Not surprisingly, MY BEST FIEND depicts another mythical (anti-)hero: Herzog himself. By chronicling Kinski's work, he also constructs a partial autobiography, full of anecdotes about the troubled South American shoots of AGUIRRE and FITZCARRALDO. This personal focus comes across as a little self-serving (although relatively mild compared to the megalomaniacal statements and publicity stunts Herozg was prone to making in the 70s), but he casually admits - in all seriousness, as far as I can tell - to once planning to murder Kinski and gives actresses Claudia Cardinale and Eva Mattes room to describe the actor as a kind, loving man. This film is hardly an "balanced" portrait of Kinski (or Herzog), but it's complex enough to be a relatively fair one.

Although I've seen Herzog's AGUIRRE and WOYZECK before, the footage of Kinski's performances in these films is a real revelation: his charisma and dark, unhinged intensity are still operating at full strength. By juxtaposing a scene from FITZCARRALDO shot with Jason Robards, Herzog's first choice for the title role, with a stunning take of the same scene featuring Kinski in the part, MY BEST FIEND speaks volumes about why Herozg continued to work with him and why an examination of his life matters as something larger than an excuse for gossip or a study of abnormal psychology.

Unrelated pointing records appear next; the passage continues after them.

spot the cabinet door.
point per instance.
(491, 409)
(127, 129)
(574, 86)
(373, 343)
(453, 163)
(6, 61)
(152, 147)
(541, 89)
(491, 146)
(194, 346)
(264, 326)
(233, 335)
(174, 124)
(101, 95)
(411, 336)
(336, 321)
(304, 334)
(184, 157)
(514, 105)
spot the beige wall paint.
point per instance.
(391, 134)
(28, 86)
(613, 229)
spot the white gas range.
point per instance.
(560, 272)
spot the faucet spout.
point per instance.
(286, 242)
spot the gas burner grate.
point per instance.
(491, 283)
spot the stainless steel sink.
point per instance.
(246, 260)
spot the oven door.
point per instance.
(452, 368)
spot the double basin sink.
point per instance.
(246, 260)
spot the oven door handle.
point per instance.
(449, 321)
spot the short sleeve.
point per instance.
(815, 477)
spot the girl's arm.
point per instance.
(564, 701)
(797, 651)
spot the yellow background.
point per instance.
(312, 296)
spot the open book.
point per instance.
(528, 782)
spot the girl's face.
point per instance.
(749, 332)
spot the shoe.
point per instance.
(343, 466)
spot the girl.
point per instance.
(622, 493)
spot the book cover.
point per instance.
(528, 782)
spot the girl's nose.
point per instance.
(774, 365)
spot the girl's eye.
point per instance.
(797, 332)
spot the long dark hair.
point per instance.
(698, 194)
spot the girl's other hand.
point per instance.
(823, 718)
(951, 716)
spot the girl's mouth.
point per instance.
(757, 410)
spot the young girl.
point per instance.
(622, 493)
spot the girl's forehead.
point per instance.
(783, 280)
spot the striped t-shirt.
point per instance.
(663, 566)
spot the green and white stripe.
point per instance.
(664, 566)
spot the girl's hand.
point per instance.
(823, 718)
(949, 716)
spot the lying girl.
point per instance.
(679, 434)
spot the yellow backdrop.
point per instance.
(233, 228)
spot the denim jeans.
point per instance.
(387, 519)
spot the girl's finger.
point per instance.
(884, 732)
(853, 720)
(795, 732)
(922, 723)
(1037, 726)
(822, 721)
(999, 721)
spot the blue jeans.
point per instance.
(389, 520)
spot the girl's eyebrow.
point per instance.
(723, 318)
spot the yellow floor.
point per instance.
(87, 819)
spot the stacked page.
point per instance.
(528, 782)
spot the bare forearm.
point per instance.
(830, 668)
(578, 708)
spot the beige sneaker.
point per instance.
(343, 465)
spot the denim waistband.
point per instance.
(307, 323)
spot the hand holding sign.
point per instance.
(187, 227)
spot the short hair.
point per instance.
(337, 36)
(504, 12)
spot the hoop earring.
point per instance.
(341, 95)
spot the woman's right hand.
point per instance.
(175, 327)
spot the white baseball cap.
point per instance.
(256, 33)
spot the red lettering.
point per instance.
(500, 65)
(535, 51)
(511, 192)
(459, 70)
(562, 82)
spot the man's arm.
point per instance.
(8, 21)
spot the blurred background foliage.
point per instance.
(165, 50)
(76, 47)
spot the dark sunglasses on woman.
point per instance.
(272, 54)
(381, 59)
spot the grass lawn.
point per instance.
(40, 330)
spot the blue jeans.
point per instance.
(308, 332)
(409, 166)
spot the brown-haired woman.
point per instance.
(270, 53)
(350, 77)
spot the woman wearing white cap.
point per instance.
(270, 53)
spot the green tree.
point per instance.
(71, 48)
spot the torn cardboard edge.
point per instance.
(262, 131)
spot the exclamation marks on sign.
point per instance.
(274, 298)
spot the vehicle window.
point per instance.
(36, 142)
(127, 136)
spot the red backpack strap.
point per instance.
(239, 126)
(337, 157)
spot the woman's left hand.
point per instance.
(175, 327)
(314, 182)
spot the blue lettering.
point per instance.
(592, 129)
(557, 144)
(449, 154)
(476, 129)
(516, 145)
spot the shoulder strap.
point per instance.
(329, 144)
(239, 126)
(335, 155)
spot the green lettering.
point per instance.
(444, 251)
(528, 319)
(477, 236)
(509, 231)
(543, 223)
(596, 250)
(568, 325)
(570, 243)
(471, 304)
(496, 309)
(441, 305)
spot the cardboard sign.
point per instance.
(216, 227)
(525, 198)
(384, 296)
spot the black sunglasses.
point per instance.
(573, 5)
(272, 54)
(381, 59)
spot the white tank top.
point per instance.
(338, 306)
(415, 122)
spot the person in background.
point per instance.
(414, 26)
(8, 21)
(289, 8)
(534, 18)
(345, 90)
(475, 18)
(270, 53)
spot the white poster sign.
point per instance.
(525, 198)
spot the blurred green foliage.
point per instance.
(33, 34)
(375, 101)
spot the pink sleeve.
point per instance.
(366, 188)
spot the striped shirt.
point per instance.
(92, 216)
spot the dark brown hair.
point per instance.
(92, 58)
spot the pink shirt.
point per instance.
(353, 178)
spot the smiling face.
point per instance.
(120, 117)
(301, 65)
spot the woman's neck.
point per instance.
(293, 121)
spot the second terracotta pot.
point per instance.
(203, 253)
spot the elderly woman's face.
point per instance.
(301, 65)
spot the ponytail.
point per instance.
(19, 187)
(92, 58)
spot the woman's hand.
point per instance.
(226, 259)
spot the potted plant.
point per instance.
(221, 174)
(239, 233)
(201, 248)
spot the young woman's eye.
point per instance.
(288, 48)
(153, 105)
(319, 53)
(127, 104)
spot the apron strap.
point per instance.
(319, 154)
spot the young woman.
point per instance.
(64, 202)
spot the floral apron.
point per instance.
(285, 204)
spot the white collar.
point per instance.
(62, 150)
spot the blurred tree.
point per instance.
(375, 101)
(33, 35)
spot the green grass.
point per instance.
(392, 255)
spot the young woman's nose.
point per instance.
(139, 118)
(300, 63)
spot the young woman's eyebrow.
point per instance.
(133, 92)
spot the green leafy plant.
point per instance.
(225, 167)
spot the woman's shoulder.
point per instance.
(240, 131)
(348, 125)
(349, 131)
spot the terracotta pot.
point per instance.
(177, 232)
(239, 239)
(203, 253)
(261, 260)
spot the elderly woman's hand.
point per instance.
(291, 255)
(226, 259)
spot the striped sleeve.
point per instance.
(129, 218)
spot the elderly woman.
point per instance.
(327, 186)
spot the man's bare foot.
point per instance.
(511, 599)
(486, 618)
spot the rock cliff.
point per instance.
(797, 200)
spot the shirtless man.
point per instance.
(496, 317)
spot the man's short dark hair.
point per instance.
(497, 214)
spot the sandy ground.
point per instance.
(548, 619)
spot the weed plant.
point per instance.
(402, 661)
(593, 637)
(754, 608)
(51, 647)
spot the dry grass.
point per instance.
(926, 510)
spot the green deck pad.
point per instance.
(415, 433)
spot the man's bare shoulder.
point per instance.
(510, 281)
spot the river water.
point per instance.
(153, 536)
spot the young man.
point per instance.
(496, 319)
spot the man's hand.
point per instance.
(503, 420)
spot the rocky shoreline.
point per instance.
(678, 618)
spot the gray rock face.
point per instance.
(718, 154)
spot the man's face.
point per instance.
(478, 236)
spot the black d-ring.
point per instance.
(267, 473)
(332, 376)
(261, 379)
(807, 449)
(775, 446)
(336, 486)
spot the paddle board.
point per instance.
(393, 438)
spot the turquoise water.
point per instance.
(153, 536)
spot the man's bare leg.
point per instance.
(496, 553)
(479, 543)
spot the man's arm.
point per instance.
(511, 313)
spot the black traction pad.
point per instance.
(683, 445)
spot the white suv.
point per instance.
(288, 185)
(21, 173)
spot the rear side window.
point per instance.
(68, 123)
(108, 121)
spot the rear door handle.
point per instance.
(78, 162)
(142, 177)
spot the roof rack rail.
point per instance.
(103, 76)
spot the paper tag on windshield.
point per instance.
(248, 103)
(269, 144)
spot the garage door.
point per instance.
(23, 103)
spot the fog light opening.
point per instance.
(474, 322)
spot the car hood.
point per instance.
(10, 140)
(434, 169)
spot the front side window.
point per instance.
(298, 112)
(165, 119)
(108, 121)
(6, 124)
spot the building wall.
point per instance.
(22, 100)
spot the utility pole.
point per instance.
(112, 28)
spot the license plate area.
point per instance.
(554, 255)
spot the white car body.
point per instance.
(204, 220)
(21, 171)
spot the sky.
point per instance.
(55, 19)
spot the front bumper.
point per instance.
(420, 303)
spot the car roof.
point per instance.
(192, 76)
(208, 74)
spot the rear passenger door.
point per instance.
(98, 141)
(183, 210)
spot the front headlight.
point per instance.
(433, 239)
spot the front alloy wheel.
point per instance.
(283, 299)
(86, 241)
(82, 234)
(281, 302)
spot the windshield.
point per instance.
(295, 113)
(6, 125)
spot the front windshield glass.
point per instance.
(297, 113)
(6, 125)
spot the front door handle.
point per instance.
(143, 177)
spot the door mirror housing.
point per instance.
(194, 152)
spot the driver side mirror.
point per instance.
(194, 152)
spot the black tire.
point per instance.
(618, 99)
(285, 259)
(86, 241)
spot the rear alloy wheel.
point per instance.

Even though the American distribution of Herzog's 90s documentaries has been scattershot - Film Forum, which is now showing MY BEST FIEND, brought us LESSONS OF DARKNESS in 1995 and LITTLE DIETER NEEDS TO FLY last year, but there are still a few which never played New York - the dividends of his career-long devotion to the form are quite visible. (Apparently, he's given up fiction.) If only his New German Cinema compatriot Wim Wenders could take a lesson from Herzog by continuing in the vein of BUENA VISTA CLUB and restraining himself from pompous features about the Death of Cinema and other pet themes!